Warum denkt sie gerade daran? Und warum zieht es so verräterisch zwischen ihren Beinen?

„Janina.“

Sie zuckt zusammen, der Blickkontakt wird durch die Worte ihres Chefs unterbrochen.

„Bist du bitte so nett und würdest Marco zum Mittagessen begleiten? Er kennt sich nicht so gut aus in der Stadt, und ich muss nach Hause, weil meine Frau krank ist und ich sie zum Arzt fahren muss.“

Janina runzelt die Stirn. Ihr Chef nennt ihn Marco? Und sie kann sich nicht erinnern, dass er ihr erzählt hätte, seine Frau sei krank. „Ich hoffe, es ist nichts Ernstes?“

„Nein, nein, sie rief mich gerade auf dem Handy an.

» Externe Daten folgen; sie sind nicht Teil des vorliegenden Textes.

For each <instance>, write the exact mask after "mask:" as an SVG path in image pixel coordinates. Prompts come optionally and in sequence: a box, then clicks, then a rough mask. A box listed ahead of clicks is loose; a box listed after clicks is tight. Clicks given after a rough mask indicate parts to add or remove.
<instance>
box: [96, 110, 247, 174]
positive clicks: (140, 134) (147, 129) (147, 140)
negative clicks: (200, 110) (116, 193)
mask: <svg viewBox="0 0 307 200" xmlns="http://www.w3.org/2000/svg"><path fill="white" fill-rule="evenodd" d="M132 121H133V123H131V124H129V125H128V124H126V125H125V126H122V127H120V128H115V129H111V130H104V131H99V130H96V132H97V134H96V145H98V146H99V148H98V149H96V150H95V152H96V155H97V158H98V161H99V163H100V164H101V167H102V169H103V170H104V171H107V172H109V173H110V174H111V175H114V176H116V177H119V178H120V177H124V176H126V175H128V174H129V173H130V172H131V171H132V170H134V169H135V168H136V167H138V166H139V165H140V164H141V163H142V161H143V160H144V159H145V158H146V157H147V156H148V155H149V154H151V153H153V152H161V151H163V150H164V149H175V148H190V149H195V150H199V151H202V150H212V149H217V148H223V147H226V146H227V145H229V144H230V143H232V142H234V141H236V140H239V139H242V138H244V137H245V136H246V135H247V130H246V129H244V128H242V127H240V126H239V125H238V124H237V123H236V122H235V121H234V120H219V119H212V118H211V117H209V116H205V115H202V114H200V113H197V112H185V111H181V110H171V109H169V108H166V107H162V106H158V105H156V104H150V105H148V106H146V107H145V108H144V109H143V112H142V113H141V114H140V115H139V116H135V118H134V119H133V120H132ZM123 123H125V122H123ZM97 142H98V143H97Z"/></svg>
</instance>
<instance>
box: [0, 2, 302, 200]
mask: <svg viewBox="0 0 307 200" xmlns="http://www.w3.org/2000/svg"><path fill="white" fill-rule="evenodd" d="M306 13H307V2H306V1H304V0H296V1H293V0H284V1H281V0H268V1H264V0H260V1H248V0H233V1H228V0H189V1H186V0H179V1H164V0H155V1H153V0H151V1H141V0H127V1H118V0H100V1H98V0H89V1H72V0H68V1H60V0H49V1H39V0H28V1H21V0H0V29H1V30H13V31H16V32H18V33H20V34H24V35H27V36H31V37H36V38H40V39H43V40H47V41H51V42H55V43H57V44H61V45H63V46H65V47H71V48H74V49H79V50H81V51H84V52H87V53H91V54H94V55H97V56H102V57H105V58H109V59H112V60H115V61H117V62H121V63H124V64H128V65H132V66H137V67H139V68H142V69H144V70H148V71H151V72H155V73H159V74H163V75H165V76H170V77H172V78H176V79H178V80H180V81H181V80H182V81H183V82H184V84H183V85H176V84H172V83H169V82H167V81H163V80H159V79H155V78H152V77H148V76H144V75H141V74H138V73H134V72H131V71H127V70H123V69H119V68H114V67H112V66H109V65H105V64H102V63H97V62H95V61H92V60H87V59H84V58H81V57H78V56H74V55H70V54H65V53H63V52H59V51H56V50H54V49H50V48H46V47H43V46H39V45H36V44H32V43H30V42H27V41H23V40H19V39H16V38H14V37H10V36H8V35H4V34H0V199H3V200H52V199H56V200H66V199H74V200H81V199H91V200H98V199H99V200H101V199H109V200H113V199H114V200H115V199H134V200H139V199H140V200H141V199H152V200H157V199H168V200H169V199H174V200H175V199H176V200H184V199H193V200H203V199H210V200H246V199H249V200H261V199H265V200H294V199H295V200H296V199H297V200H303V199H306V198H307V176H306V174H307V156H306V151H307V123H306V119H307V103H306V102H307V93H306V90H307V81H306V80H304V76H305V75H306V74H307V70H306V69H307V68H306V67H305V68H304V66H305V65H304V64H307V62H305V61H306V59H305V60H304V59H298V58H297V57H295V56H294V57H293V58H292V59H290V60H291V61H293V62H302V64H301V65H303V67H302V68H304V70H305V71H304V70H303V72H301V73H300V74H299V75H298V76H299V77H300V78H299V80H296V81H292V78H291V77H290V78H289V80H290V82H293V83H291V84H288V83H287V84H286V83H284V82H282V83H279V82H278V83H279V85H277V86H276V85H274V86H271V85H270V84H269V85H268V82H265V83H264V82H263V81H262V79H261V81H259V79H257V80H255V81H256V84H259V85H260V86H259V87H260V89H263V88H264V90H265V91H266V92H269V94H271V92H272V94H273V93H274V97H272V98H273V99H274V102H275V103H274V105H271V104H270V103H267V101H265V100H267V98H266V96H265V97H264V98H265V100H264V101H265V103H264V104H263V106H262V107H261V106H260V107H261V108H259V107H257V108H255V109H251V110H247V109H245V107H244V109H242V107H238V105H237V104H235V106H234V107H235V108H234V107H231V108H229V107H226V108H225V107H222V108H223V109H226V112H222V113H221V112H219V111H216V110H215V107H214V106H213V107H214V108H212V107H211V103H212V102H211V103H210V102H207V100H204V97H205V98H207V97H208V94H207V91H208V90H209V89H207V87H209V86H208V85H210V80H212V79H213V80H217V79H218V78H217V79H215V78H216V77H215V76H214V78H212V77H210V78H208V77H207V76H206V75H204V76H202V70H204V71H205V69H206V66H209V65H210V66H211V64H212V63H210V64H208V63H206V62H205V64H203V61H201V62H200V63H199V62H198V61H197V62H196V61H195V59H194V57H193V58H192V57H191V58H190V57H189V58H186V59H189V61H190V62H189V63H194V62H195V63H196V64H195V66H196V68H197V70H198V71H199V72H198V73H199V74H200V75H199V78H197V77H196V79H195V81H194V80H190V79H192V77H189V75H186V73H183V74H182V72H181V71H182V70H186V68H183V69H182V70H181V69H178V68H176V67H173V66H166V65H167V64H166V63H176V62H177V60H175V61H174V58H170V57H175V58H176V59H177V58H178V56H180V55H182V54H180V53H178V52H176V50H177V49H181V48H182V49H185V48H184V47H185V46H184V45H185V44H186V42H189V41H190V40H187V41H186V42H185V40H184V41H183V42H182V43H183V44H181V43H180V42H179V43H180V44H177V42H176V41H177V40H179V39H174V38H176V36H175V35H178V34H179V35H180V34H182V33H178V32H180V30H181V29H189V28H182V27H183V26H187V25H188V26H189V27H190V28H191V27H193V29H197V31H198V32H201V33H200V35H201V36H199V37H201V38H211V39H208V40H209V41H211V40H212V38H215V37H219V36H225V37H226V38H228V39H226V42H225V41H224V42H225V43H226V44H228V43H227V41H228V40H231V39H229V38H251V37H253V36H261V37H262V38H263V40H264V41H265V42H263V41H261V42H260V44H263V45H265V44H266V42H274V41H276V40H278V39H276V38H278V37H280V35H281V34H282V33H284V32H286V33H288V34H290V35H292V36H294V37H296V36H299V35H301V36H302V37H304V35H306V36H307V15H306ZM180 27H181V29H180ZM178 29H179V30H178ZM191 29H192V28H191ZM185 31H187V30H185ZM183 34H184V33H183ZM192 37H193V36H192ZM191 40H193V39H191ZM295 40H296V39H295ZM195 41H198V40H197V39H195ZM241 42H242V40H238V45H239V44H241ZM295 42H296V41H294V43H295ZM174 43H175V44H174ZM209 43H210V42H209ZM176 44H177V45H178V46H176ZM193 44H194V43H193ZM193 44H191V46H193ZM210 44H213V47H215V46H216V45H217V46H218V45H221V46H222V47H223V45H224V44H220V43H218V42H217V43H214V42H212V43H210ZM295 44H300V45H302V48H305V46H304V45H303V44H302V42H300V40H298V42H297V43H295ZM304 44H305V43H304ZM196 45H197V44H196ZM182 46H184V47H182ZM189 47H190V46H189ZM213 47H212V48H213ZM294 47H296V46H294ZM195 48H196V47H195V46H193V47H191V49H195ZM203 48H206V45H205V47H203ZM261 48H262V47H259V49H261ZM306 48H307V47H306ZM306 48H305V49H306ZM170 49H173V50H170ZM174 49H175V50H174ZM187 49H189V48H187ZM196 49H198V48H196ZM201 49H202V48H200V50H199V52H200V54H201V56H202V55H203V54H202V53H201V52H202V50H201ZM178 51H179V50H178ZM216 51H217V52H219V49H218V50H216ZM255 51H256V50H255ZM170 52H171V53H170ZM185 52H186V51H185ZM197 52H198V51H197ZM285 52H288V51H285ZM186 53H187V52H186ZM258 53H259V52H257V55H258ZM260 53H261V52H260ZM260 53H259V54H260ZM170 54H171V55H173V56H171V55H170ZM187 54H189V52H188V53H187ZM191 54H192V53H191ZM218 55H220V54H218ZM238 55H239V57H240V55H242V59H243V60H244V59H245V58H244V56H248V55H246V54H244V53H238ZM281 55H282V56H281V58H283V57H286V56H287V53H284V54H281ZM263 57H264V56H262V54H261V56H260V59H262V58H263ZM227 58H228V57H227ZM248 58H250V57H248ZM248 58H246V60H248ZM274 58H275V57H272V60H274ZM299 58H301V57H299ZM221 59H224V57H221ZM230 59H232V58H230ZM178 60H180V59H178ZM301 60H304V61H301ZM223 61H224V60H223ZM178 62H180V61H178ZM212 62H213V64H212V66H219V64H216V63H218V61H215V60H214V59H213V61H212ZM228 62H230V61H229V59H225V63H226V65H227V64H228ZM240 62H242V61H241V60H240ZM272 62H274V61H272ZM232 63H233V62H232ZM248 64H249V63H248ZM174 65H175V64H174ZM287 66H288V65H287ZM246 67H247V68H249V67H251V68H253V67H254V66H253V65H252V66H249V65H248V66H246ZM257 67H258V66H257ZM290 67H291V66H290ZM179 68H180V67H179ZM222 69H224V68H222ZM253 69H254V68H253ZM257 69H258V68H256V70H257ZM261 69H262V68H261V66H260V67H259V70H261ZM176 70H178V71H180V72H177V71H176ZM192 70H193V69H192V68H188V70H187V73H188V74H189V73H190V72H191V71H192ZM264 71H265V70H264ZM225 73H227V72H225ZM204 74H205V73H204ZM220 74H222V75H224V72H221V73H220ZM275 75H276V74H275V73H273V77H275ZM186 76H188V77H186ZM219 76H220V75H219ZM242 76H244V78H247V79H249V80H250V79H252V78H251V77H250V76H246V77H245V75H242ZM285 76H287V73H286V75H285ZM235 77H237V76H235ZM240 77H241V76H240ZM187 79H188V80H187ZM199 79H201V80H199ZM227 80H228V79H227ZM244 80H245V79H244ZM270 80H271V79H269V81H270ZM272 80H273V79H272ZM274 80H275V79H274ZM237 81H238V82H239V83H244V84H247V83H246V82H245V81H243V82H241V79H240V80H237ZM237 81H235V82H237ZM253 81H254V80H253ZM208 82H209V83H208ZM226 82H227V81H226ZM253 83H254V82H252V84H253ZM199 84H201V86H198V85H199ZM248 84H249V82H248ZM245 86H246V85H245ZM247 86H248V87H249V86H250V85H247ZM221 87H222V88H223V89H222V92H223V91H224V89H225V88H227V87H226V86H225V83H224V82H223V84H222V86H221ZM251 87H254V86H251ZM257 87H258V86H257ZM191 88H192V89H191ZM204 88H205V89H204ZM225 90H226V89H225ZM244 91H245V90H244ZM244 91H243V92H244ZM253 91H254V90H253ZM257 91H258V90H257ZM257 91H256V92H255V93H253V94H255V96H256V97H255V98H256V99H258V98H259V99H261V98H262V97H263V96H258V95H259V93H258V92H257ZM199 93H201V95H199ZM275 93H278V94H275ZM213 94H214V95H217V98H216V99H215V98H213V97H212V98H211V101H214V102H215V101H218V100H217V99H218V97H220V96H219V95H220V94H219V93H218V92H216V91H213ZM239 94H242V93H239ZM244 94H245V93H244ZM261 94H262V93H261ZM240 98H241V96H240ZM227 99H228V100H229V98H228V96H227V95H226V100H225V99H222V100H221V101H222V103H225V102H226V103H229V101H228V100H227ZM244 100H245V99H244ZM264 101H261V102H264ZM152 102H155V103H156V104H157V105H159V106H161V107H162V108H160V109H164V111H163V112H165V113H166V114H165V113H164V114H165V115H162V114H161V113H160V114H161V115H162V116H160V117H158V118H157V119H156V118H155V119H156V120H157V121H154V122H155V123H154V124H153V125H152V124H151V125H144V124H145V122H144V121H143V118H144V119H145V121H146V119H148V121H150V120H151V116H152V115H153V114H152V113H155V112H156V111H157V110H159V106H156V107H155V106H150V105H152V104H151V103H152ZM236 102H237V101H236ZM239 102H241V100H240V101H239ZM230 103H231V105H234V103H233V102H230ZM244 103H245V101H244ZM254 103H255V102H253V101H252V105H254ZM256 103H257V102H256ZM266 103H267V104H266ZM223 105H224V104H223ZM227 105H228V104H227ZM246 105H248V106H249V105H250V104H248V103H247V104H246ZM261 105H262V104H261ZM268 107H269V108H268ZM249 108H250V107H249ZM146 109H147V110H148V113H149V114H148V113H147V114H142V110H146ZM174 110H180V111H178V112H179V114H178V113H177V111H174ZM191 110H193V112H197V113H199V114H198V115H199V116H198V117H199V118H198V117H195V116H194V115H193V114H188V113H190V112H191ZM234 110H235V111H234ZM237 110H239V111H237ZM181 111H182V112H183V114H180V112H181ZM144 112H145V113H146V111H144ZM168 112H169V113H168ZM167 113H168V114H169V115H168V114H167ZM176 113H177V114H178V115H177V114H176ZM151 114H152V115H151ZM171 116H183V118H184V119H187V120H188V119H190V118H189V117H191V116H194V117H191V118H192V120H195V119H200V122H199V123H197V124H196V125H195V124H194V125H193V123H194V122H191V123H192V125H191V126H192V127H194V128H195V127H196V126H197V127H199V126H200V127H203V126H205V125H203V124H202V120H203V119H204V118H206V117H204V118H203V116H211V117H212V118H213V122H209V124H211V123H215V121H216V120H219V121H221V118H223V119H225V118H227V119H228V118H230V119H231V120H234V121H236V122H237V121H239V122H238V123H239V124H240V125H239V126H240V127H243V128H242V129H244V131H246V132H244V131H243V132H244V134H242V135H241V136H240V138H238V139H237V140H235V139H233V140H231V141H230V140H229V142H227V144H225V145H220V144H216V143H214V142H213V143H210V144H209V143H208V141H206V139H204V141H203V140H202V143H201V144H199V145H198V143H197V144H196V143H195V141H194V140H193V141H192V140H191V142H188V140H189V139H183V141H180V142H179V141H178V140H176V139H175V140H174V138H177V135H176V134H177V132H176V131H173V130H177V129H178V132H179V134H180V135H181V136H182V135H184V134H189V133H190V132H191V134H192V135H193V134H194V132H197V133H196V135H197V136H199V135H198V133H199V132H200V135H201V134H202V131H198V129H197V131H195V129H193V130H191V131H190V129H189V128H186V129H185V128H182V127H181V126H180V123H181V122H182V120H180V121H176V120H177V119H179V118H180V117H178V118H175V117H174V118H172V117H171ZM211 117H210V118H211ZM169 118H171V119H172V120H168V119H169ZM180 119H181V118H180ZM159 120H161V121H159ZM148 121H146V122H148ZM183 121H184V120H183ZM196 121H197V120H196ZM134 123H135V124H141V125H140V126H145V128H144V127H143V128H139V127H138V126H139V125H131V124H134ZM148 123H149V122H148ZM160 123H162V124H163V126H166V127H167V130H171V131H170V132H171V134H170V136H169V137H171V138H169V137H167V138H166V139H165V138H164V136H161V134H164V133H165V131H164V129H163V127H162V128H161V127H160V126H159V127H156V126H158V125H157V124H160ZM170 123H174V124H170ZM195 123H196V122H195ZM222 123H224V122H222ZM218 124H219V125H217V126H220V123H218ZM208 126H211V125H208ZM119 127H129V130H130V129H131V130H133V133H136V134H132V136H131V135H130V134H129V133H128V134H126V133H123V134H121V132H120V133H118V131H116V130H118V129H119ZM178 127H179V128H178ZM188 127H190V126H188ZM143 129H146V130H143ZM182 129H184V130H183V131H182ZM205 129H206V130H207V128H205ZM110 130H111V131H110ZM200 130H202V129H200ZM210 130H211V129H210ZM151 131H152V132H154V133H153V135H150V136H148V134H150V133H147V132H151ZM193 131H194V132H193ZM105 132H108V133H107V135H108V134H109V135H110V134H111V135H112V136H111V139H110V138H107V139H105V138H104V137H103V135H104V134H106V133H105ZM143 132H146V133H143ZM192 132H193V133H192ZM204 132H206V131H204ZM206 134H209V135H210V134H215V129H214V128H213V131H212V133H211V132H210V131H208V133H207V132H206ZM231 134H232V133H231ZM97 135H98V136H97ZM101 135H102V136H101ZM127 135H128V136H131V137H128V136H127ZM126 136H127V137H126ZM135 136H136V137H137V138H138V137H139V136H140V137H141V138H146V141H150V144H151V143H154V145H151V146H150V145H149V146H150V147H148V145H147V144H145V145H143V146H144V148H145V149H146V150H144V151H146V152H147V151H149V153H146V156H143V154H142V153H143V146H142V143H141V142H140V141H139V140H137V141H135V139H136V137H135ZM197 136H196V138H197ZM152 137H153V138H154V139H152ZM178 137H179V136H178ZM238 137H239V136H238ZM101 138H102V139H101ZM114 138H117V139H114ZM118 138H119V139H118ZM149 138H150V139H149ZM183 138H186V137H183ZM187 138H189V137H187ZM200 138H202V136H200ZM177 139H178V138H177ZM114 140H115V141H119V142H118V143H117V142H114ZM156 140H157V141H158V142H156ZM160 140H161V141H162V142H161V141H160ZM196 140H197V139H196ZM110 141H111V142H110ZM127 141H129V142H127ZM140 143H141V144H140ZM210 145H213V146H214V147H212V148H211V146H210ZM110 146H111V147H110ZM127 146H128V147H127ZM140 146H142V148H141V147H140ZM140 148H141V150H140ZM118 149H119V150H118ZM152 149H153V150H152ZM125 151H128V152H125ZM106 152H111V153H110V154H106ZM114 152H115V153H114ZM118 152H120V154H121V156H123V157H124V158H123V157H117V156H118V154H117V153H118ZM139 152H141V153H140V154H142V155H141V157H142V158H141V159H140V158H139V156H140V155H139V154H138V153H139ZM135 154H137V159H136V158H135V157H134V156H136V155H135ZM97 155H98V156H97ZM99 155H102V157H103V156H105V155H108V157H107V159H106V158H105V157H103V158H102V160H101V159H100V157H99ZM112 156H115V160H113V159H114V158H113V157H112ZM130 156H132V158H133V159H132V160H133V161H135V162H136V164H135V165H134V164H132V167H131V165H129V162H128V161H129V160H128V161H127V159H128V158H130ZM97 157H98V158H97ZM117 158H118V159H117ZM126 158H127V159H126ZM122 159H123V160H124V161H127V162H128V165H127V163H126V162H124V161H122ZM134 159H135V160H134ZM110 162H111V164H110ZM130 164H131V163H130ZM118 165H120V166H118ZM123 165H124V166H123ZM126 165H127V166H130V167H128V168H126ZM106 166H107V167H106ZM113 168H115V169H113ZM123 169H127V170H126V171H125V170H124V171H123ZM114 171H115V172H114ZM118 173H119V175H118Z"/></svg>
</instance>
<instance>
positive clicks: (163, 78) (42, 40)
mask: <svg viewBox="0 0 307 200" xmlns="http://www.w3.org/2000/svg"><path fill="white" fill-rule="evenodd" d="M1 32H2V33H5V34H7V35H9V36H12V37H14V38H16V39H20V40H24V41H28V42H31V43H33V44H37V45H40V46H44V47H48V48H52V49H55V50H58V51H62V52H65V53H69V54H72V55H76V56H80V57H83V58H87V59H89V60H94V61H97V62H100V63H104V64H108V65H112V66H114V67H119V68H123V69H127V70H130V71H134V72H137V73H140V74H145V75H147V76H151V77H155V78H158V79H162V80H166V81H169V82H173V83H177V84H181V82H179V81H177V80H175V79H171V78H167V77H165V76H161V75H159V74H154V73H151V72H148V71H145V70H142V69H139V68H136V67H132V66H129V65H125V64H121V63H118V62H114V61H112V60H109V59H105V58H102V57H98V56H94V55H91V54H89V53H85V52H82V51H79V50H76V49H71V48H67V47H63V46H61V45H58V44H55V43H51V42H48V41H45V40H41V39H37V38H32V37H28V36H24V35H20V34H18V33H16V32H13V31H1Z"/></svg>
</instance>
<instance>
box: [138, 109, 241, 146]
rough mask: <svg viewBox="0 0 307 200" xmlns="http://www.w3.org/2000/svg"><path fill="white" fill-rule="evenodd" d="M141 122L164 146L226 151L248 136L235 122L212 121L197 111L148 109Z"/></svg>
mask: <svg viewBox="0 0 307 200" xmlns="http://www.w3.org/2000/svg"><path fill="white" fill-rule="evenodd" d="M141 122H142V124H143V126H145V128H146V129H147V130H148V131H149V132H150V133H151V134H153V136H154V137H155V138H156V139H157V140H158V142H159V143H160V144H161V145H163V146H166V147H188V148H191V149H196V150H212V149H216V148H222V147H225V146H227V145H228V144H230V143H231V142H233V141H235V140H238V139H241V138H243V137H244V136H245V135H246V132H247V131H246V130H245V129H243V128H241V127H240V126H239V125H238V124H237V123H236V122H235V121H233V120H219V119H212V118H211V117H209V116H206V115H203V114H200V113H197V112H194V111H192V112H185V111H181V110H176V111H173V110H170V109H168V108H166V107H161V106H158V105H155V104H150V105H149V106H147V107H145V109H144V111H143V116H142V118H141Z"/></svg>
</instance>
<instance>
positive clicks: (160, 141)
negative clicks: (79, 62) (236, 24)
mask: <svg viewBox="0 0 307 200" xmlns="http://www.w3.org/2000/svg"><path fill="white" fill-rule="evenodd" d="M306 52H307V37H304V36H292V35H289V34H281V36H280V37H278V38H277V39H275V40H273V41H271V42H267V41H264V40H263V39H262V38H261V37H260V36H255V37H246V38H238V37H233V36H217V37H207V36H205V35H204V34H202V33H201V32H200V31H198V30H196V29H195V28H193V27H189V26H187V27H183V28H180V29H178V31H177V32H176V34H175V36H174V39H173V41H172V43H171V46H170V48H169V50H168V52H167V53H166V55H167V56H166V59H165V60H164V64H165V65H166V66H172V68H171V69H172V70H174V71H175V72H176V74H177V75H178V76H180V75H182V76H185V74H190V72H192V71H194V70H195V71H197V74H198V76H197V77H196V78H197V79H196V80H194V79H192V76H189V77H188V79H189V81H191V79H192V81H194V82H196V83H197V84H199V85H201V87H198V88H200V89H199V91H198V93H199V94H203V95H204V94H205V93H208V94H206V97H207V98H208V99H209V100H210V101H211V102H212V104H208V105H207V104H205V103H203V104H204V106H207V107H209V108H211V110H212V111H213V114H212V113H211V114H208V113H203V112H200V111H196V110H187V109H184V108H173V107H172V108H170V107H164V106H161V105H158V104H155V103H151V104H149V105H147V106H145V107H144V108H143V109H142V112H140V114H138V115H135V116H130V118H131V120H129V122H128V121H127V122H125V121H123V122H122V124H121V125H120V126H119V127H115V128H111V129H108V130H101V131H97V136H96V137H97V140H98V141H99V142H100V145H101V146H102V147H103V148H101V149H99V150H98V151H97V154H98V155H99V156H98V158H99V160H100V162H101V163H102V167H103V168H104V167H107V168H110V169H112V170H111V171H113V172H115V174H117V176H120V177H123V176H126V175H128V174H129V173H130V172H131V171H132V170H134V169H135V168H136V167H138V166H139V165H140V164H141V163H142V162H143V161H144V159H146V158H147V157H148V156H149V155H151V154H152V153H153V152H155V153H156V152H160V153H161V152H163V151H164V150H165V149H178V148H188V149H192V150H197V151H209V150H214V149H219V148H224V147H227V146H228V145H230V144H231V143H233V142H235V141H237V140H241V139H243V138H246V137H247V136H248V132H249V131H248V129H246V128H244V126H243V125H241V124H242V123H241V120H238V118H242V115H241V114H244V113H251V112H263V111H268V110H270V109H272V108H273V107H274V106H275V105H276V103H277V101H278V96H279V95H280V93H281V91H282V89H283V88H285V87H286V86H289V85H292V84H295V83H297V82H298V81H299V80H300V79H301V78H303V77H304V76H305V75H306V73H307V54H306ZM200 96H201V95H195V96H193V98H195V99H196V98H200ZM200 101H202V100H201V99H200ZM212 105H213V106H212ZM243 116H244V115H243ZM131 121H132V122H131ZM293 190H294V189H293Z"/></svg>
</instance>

Ich hatte den Termin nur vergessen.“

Hm, denkt sich Janina und ist sofort misstrauisch, denn ihr Chef hat noch nie einen Termin vergessen. Aber Zeit, weiter darüber nachzudenken, hat sie nicht.

Ihr Chef hat schon seine Jacke und seine Autoschlüssel mit aus seinem Büro genommen und ist dabei, aus ihrem Vorzimmer zu verschwinden. „Also bis später“, ruft er und ist auch schon weg.